I am writing my master's degree thesis on a novel method for fixing knots in an adaptive way and while reading the literature I've found many references to the so-called Chebyshev sites. This sites or points are basically the roots of the Chebyshev polynomials, and there's a proof showing that the Lebesgue constant (a measure that allows us to see how good is a polynomial interpolation) is very close to its lower bound if we put our knots in those sites. A practical guide to splines (De Boor, 1972) for example provides such a proof.
Anyway I am not interested in polynomial interpolation with splines, but in regression using LASSO on a set of B-splines . On Numerical methods in economics (Judd, 1998) it's stated that the results regarding the 'optimality' of the Chebyshev sites hold also for the regression case, but there is no proof showing that the latter is true.

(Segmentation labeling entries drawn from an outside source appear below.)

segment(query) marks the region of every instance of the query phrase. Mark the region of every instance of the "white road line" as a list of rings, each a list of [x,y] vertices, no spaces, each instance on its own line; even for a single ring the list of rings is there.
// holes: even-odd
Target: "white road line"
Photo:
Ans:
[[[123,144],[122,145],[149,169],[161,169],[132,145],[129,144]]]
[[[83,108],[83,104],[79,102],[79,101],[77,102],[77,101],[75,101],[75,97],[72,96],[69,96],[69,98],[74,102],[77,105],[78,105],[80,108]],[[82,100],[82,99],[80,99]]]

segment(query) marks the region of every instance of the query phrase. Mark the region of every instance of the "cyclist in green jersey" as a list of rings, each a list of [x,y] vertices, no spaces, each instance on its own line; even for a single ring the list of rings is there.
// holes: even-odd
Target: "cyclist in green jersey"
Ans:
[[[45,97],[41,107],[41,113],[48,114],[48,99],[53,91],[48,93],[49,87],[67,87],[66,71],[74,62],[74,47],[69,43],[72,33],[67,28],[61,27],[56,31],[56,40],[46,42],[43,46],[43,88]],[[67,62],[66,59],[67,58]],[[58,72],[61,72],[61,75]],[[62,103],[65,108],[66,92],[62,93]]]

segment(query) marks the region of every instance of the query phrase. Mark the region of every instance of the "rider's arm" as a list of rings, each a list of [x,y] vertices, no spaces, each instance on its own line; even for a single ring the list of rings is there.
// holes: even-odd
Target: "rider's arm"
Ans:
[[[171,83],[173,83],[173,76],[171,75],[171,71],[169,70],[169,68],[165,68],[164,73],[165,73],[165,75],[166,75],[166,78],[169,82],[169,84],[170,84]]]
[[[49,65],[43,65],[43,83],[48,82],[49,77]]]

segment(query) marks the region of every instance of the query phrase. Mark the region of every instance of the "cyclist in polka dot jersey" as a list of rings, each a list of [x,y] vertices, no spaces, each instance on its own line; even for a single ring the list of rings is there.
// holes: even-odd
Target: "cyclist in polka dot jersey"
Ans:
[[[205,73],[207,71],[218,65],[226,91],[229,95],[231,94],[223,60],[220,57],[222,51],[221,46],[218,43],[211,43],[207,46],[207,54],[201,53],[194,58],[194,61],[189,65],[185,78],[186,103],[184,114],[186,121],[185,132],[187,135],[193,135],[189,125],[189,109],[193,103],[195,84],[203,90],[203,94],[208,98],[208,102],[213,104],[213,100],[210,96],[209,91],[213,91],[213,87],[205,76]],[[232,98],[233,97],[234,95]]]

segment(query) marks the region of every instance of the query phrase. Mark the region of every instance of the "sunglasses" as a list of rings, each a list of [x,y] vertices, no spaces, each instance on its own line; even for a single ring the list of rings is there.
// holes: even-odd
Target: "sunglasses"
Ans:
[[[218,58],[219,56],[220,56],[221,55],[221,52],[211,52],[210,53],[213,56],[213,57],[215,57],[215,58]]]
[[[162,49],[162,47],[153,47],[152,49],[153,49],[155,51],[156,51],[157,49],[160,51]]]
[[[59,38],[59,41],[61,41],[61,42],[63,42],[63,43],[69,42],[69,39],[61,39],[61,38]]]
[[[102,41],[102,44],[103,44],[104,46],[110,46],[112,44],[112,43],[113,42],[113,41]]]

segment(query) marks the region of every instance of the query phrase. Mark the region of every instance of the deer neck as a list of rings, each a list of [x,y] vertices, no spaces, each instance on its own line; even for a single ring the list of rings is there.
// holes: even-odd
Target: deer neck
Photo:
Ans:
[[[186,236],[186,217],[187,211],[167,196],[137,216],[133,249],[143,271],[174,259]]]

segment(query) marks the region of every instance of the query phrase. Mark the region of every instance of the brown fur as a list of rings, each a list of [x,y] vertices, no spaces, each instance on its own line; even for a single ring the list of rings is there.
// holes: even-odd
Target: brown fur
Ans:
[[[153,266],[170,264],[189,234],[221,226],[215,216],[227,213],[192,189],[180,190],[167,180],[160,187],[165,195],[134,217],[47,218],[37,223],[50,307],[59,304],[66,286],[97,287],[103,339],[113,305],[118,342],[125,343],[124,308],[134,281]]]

I would like to know if it's a good idea to estimate the regression using B-splines constructed over a knot sequence given by the Chebyshev sites, since in the OLS framework I am not interested on minimising the Lebesgue constant but rather I want to minimise the $\| \cdot \|_2^2$. In many articles I've found phrases like "we will set the knots at the Chebyshev sites, that are well known to be good..." making allusion to the results presented in De Boor, but ignoring that those refer to the interpolation case.
If your could put some light on the problem I will be very grateful.